Well, what do you know. As Karoli noted, Standard and Poor's decided to do their best to help push some austerity measures that Wall Street would love to see by scaring the crap out of everyone as she wrote about earlier here -- Standard & Poor's Is Playing Us For Fools.
And surprise, surprise, Rupert Murdoch's sock puppet over at The Wall Street Journal John Fund makes an appearance on C-SPAN's Washington Journal to scare the hell out of all of the viewers there as well that we must do something now to calm the fears of these masters of the universe or we're going to end up like Greece or Japan.
Never mind that we can't trust what political motives were behind the decision by S&P to come out with the statement that they did this week and Fund even admits as much and that the reasons are political, but he lays the blame on our politicians rather than the ratings agency potentially having political motives for their press release. He also says that Moody's might not be far behind. As Karoli noted in her post, they were just as culpable for contributing to the fall of the housing market and misleading investors as the S&P was.
I think Digby summed up pretty well what their game might be here -- Debt Ceiling: The Musical.

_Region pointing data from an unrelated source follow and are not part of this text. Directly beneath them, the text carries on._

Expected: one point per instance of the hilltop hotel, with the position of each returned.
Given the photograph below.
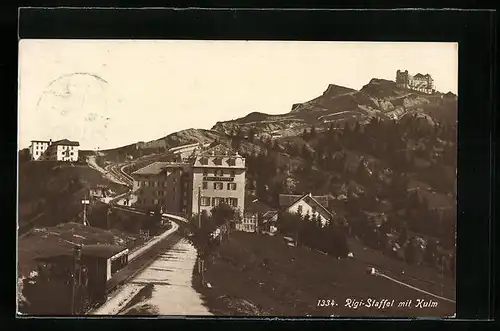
(218, 173)
(419, 82)
(60, 150)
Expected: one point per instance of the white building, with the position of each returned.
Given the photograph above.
(219, 174)
(61, 150)
(38, 148)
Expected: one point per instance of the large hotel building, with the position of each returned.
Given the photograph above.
(207, 178)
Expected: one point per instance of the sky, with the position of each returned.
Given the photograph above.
(110, 93)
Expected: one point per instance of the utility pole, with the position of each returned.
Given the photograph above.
(199, 207)
(76, 263)
(85, 202)
(199, 227)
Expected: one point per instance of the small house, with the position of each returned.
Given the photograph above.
(306, 205)
(253, 215)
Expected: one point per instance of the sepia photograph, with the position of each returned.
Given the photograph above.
(237, 178)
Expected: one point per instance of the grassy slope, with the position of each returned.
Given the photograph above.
(49, 241)
(41, 184)
(294, 279)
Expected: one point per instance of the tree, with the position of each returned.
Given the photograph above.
(290, 224)
(337, 240)
(313, 131)
(411, 252)
(305, 135)
(431, 252)
(223, 213)
(251, 134)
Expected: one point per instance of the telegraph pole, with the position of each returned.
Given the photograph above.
(76, 262)
(85, 202)
(199, 207)
(200, 267)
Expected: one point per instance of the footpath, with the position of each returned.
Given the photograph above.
(163, 287)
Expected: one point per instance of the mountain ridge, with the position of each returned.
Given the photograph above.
(379, 98)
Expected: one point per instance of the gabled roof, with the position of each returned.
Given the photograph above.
(257, 206)
(286, 200)
(156, 168)
(219, 150)
(308, 198)
(65, 142)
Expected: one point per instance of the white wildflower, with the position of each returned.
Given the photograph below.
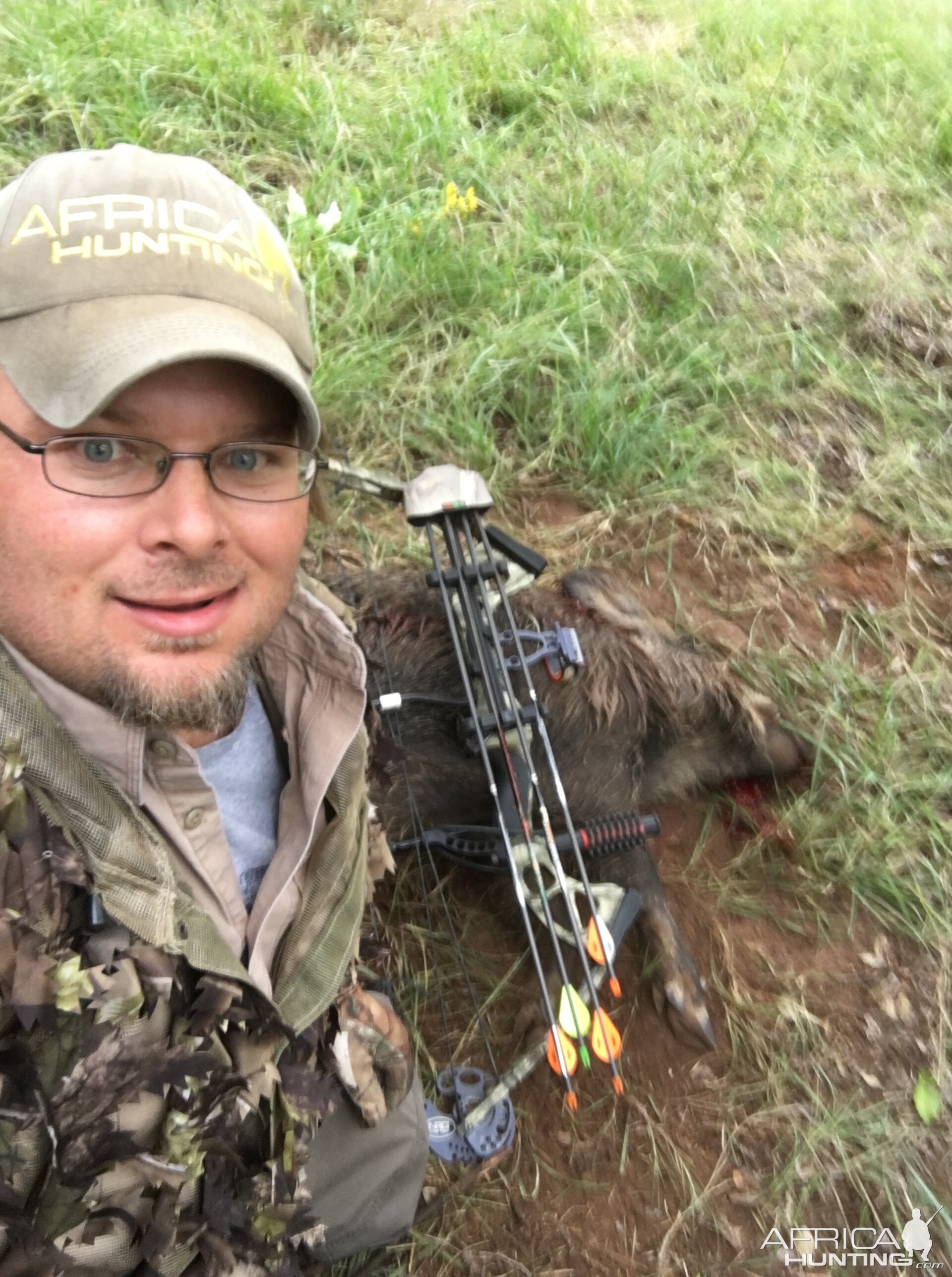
(296, 205)
(330, 219)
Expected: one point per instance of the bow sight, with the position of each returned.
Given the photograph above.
(475, 566)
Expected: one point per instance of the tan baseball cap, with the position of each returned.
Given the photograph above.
(114, 263)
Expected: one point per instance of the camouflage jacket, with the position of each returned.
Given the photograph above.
(154, 1103)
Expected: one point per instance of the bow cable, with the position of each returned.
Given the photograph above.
(508, 694)
(495, 793)
(550, 755)
(390, 489)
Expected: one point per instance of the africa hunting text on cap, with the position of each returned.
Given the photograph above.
(114, 263)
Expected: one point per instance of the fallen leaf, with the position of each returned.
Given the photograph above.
(927, 1098)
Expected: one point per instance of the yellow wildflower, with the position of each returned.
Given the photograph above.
(457, 203)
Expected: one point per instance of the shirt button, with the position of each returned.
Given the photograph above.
(193, 819)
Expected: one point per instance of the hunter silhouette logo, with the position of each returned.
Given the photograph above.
(858, 1248)
(915, 1235)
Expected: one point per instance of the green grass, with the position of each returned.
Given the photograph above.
(710, 270)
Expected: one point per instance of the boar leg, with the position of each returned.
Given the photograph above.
(679, 995)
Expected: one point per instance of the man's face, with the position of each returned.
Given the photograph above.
(154, 602)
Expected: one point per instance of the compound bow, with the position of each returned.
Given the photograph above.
(506, 730)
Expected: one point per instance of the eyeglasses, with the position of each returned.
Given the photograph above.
(114, 465)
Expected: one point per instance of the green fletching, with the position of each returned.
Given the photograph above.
(568, 1004)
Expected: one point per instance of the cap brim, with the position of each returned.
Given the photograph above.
(71, 362)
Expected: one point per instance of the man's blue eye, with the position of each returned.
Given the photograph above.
(100, 450)
(243, 459)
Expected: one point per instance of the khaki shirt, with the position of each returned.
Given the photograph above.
(313, 675)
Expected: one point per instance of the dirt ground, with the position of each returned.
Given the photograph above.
(648, 1183)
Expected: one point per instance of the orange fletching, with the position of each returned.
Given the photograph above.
(595, 944)
(569, 1052)
(606, 1040)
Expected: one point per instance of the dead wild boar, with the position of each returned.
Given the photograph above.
(648, 718)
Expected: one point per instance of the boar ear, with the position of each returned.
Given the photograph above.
(615, 602)
(602, 593)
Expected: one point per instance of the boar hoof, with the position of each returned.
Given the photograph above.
(679, 1000)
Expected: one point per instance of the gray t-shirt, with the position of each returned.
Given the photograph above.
(246, 769)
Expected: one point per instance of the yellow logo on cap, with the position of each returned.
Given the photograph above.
(95, 228)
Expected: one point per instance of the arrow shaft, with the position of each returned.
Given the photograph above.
(497, 701)
(494, 791)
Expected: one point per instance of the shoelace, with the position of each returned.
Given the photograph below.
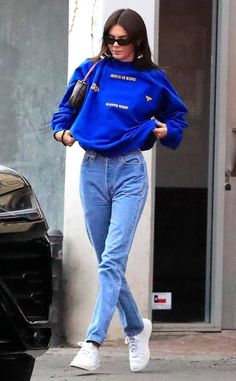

Fund also rattled off the usual Republican talking points about how we'd better lower the corporate tax rate in America or we're not going to see any jobs created here. Sorry John, but that ship has already sailed. If multi-national corporations that want to pass themselves off as still being "American companies" cared about job creation instead of a race to the bottom on wages, we'd have full employment in the Unites States right now. They don't. Until we start taxing them for outsourcing our jobs instead of having a tax code that rewards them for it, lowering their rate is going to do nothing but put more money into the top 1%'s pockets and lowering every American's standard of living.
I'm sure John Fund knows this since he's not a stupid man no matter how little he cares for the working class in America, but he's paid well to pretend he doesn't.